Inherently, I consider myself to be be an extremely skeptical pessimist. I think part of it is a defense mechanism that I employ to “protect” myself from bad news. Which is why in the rare instances that I feel optimistic, I know that something is actually happening for real.
I’ll admit that the most challenging part of Art Prof is maintaining my daily faith in the project. I have never felt such an intense conviction about any project in my life, and yet Art Prof has also been a project that has tested all of my limits in patience and optimism. Some days it’s too easy to feel like no progress is being made, and I’m creating content in my own little black pit.
Which is why due some recent developments (which I can’t talk about just yet!) have been a monumental boost that have given me a renewed confidence in the future. I’ve had countless moments in this project where we were so close to a major breakthrough, only to have things fall apart with a deafening thud.
Last night I had a the final Skype call of the year with the TAs, and it was great to step back together as a group and reflect upon what has happened this year, and where we want to go in 2018. What’s been interesting is that two TAs mentioned that when I show up with good news, they’re excited, but also not surprised. Which is incredible that their faith in the project and belief in what we’re doing is so strong.

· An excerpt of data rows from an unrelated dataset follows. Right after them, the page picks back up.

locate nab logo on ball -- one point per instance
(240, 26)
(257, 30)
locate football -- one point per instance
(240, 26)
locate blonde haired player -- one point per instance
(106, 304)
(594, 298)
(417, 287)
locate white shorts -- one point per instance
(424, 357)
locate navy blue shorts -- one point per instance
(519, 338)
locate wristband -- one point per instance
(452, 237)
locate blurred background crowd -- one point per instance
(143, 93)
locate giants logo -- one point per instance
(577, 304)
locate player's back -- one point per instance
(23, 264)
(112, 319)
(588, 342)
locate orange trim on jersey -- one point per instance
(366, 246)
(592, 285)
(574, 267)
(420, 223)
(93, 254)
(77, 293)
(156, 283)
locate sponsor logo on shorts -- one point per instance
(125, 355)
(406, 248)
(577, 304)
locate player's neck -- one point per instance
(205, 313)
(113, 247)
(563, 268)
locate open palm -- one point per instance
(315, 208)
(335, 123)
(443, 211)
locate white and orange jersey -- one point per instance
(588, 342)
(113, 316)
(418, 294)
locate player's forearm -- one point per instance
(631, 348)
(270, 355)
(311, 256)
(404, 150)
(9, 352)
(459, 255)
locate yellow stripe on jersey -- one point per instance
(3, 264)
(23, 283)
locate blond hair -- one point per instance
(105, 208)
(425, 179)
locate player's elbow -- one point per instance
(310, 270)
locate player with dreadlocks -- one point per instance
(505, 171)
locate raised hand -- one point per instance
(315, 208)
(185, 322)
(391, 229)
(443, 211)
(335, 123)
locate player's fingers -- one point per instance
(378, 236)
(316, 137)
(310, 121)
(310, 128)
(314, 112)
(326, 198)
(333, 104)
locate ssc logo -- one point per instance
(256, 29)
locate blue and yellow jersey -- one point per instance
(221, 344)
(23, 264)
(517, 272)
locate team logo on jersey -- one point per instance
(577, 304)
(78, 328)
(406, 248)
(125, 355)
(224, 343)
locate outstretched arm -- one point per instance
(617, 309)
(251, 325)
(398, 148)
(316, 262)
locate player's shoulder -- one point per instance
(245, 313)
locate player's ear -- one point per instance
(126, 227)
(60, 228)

When I step back and look at 2017, it’s crazy to me that Artprof.org hasn’t been live for a year yet. (we launched in February 2017) On one hand, I feel like it’s been live forever, on another, it feels like the website is just getting started. I’ve been really focused in the past year on simply beefing up the quantity of content on the website, and it feels like the content is now substantial enough that I can breathe a little more and redirect more of my energy towards achieving long term funding for the project.
Despite our Kickstarter campaign in 2016, we’ve burned through those funds. Financially, we are barely surviving on a very thin thread, but we’re still here, and the community we’ve worked so hard to build is growing every day. Creating content and brainstorming new ideas and formats has always been the easy part, getting funding and sponsors is a completely different story.
Despite my struggle to maintain my daily confidence in the project, I couldn’t be more proud of the team at Art Prof. They’ve lifted me up, brought ongoing energy and innovation to the project, and are the rock that I’ve come to rely on.
When I first envisioned Art Prof in 2014, I always imagined it as a solo project that I would have to carry on my own. Today, the thought of working on Art Prof by myself is inconceivable. Now, the project is so much bigger than one person, and everyday I’m inspired by what we’ve built together.